Lean manufacturing has many tools and techniques for identifying and reducing wasted time in process. Dependability: Doing things on time, staying true to your word, and keeping promises with your customers and suppliers. If your reputation is a key component in your commercial value proposition, then being able to stay true to your word is important. Being able to stay true to your word comes from running a tight organization that does not suffer from extremes of process deviation.

If the business model is predictable and the supply chain (as a part of the extended value chain) is reliable you can make bold statements to your customers and never let them down. Flexibility: To mix and match your output to variable customer demand, to meet their ever-changing vision of supplier service. To introduce new products or services. In terms of new business start-ups, these are becoming less and less volume manufacturers – more good and service is expected to be tailor-made for the customer.

This introduces complexity to a business system and requires load balancing techniques to ensure that all orders and customers requirements can be managed with the same high level of efficiency. Often building a brand new company to service this changing market requirement is easier that trying to turn an existing volume manufacturer into a nimble entity. 3D printing as a manufacturing technique will have a significant impact upon this area of business performance.

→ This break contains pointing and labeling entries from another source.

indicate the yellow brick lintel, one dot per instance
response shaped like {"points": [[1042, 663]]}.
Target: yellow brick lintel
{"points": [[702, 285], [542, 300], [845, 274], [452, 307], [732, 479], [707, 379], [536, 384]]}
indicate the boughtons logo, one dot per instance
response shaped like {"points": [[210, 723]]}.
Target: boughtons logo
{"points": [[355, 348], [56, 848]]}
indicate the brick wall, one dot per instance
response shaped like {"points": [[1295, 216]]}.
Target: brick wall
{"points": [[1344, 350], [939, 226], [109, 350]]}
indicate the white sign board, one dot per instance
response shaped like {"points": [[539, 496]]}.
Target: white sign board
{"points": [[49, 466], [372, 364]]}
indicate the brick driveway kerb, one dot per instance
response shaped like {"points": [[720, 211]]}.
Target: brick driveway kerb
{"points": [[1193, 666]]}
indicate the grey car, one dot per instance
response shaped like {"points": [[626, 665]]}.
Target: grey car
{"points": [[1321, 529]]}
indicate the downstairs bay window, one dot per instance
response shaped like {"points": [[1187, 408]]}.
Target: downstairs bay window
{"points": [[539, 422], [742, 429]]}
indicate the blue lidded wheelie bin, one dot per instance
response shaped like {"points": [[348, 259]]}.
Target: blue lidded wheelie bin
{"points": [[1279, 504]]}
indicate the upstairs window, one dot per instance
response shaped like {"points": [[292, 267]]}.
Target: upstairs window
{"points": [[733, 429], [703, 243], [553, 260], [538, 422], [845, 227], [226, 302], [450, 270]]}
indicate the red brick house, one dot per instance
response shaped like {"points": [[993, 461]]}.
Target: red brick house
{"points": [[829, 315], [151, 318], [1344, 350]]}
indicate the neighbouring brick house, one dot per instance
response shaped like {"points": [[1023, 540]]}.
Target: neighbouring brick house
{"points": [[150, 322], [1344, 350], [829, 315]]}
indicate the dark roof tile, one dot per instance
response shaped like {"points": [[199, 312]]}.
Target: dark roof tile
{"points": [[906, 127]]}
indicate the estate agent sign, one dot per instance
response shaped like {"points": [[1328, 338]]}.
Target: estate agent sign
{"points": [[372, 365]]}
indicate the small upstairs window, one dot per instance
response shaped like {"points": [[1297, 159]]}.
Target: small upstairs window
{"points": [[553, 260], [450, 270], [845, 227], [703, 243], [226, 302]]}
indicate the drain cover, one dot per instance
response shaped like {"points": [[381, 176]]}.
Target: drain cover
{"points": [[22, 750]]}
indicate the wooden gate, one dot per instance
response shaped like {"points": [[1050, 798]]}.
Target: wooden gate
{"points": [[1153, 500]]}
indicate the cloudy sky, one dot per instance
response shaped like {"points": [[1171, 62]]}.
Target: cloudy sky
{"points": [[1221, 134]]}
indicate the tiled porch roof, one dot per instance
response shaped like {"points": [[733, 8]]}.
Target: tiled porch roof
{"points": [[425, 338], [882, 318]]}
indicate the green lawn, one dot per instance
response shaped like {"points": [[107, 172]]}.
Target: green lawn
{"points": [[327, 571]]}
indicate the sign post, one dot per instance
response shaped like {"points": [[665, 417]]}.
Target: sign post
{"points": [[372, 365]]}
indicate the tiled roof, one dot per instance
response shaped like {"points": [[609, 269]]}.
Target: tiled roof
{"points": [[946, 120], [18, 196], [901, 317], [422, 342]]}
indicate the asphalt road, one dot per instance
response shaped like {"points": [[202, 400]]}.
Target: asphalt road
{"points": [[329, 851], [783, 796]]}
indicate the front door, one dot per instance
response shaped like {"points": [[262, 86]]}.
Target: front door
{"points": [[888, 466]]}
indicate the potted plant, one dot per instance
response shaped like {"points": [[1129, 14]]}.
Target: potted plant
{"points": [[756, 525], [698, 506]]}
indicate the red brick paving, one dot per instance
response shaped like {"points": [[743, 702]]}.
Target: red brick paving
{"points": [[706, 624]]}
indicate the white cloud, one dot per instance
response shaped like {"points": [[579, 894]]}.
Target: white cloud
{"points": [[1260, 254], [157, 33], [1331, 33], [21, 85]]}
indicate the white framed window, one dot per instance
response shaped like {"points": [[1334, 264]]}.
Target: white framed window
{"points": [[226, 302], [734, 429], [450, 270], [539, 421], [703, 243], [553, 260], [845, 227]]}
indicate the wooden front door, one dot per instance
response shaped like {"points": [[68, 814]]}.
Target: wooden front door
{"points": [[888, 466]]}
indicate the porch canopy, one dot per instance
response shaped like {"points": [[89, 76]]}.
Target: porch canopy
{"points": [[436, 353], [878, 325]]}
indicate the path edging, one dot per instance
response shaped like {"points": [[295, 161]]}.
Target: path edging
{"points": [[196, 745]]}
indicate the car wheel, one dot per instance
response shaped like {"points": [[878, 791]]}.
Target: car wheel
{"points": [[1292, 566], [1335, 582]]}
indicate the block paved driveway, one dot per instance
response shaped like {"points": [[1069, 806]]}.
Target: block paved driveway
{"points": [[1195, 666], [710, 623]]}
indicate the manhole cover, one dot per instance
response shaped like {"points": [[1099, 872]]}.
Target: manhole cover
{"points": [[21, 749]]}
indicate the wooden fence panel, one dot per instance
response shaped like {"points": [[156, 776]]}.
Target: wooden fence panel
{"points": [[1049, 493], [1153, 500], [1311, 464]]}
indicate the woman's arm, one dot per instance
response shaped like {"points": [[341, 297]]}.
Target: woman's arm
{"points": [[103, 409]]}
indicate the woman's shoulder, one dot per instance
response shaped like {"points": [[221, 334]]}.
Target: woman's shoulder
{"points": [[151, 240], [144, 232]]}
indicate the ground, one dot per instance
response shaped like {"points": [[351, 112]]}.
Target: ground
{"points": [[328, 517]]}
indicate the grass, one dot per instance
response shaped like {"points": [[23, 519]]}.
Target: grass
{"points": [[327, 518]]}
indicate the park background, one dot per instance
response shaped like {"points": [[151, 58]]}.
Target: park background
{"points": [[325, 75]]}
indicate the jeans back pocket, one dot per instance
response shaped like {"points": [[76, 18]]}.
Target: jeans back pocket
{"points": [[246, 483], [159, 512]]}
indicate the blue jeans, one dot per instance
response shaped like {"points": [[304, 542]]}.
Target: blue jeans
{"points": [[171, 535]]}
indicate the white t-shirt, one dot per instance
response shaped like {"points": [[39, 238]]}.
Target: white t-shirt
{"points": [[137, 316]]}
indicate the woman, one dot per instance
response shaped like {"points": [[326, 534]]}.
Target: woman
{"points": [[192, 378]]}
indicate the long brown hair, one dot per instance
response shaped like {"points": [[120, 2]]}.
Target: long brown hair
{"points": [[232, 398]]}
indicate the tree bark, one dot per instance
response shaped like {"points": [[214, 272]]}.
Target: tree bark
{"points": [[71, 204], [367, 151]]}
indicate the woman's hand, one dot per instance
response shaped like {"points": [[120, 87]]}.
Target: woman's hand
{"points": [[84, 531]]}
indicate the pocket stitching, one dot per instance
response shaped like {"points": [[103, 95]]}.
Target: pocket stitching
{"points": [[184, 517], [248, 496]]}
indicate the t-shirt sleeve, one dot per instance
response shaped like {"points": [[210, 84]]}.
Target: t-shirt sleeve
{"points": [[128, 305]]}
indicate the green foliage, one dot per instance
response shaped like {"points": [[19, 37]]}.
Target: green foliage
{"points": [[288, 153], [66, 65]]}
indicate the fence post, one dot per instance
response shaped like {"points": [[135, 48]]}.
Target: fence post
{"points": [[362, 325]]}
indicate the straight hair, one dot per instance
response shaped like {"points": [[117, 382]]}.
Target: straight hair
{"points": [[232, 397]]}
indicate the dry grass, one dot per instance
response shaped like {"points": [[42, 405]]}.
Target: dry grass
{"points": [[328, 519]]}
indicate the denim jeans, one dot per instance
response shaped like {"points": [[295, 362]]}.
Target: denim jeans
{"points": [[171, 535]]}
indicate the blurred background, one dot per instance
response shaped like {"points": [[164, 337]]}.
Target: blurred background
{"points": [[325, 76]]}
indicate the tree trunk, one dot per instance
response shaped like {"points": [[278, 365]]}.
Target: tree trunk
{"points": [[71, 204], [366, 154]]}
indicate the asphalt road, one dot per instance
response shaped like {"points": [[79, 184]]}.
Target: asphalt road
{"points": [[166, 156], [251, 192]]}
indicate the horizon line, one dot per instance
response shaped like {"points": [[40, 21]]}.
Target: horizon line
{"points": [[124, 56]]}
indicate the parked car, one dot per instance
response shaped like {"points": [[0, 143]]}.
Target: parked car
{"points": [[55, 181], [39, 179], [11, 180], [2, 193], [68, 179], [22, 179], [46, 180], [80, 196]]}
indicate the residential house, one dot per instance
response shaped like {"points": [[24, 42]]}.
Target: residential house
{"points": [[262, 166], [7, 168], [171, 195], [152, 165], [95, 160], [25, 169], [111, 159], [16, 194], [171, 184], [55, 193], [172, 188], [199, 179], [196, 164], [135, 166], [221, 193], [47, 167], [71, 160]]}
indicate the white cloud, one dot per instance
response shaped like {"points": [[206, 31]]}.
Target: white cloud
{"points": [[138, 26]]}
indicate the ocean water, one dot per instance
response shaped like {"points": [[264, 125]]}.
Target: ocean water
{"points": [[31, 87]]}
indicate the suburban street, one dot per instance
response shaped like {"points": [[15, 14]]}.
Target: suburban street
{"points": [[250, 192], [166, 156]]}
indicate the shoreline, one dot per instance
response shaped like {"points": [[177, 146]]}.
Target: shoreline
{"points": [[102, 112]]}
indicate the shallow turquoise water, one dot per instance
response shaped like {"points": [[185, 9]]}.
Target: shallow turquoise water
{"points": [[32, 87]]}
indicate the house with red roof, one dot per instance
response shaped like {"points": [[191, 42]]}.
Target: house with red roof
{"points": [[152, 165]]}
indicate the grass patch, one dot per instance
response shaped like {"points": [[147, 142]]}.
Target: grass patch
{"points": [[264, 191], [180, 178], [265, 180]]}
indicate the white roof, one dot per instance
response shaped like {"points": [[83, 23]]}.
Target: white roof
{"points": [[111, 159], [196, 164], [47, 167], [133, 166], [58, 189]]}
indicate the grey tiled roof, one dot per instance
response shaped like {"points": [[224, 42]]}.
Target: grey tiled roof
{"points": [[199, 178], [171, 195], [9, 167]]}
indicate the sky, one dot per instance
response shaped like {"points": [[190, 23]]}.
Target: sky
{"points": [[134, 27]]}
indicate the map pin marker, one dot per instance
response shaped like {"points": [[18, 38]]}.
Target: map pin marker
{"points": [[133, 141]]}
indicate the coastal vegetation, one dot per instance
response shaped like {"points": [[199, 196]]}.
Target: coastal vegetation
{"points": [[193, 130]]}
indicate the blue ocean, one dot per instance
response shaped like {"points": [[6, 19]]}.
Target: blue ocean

Cost: Doing things cheaply. Producing goods or services at a price that is right or the market that the enterprise servers and showing margin on top. There are two easy methods to meet this need – the first is to make your goods for a stock replenishment system, wherein volume production enables a balance between the economic batch size and the cost price point per unit. The second method is to build a competitive advantage through customization and personalization – wherein the possibility of increasing the profit margin would be acceptable and allow the company to absorb waste overheads associated with smaller batch production.